In the context of stroke, exposure to a low oxygen environment prior to induction of an ischemic event (up to and including 4 weeks prior) has been shown to produce robust neuroprotection (10). Whilst the exposure to low oxygen prior to an ischemic event is of interest, exposure post ischemic event is arguably a more translationally relevant time to evaluate. In this context, low oxygen post-conditioning (LOPC) has been demonstrated to exhibit significant therapeutic properties in the context of heart attack (12) and spinal cord injury (13) and there is a growing body of evidence to support its application post-stroke (14–19). Preclinical studies have shown LOPC to be neuroprotective (15), enhance neurogenesis (18, 19), and reduce the severity of secondary neuronal loss and atrophy in the thalamus (14, 17). LOPC has also been shown to improve motor function (15) and cognition (18, 19).

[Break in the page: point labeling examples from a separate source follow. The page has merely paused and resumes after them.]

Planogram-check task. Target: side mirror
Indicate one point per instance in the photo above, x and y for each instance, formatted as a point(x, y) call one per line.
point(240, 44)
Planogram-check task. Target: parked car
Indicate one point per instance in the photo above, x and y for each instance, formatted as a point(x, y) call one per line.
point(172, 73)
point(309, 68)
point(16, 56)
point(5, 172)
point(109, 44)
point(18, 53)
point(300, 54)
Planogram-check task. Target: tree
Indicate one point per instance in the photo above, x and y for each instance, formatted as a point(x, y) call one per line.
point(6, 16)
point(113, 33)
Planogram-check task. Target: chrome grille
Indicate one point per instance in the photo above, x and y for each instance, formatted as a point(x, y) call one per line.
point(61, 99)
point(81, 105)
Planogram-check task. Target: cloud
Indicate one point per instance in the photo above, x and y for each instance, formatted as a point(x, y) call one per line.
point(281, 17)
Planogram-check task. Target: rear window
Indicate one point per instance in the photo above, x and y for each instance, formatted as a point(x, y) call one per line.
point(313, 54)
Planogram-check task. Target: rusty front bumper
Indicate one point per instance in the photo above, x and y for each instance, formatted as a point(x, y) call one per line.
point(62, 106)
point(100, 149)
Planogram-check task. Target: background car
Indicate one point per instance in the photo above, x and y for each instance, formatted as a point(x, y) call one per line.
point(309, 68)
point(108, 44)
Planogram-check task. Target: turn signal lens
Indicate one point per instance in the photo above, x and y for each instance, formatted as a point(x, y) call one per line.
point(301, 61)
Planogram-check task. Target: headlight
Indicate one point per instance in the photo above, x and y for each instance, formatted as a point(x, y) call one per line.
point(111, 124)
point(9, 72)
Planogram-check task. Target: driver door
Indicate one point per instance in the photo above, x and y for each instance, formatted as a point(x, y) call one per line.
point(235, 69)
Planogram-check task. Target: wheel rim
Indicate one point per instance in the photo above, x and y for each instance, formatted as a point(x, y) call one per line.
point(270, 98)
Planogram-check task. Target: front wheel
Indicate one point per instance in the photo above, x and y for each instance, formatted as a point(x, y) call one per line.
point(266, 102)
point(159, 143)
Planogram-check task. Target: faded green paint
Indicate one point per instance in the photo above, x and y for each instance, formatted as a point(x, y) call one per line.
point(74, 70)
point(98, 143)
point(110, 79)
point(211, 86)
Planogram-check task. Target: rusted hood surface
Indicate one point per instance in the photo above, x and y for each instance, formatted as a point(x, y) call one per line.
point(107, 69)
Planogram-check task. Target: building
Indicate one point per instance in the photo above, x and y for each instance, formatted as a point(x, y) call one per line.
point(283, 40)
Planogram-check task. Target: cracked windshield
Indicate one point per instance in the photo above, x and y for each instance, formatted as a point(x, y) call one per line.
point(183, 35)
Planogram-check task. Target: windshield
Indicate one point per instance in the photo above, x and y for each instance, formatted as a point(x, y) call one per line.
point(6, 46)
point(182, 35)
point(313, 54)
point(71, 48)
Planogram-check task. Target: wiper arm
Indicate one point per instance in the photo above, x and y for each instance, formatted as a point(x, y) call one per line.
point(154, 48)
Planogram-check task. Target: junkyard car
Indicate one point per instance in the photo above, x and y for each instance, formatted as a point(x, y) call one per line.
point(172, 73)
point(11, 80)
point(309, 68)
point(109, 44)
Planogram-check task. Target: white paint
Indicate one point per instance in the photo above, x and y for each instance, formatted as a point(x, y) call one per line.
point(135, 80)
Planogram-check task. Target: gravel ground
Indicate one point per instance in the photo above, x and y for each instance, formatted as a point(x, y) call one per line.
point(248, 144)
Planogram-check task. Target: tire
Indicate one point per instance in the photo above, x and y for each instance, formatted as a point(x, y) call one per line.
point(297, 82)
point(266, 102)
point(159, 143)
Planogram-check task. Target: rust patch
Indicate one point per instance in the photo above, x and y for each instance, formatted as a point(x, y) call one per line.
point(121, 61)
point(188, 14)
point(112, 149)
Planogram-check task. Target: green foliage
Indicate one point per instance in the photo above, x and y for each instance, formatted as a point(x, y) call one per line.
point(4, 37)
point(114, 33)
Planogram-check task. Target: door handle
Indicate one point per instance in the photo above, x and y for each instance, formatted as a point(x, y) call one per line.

Despite evidence indicating the potential utility of LOPC as a therapy, the underlying mechanisms involved in driving the positive post-stroke exposure outcomes are relatively unknown. We have recently identified a number of mechanisms that correlate with post-stroke cognitive impairment including loss of neural tissue and vasculature, the accumulation of neurotoxic proteins including amyloid-beta (Aβ) (20), vascular leakage and aquaporin four (AQP4) depolarization (associated with effective clearance of neurotoxic proteins) (20). It is clear that post-stroke exposure to LOPC promotes neuronal survival and vascular growth (14, 15, 17), yet what remains unclear is whether LOPC improves other aspects of vascular function (i.e., AQP4 polarization), or whether these improvements can modulate the Aβ burden. Therefore, in this study we sought to consider whether LOPC influenced these mechanisms. We have also considered the impact of LOPC on several genes involved in regulating the expression of Aβ including production of Aβ [amyloid precursor protein (APP) (21); beta secretase enzyme−1 (BACE) (22); tumor necrosis factor α (TNFα) converting enzyme (TACE) (23)], transport of Aβ across the blood-brain barrier into the parenchyma [receptor for advanced glycation end products (RAGE) (24)], Aβ degrading enzymes [neprilysin (NEP) (25), endothelin-converting enzyme (ECE) (26) and insulin-degrading enzyme (IDE) (25)] and clearance of Aβ [low-density lipoprotein receptor-related protein 1 (LRP1) (27–29)].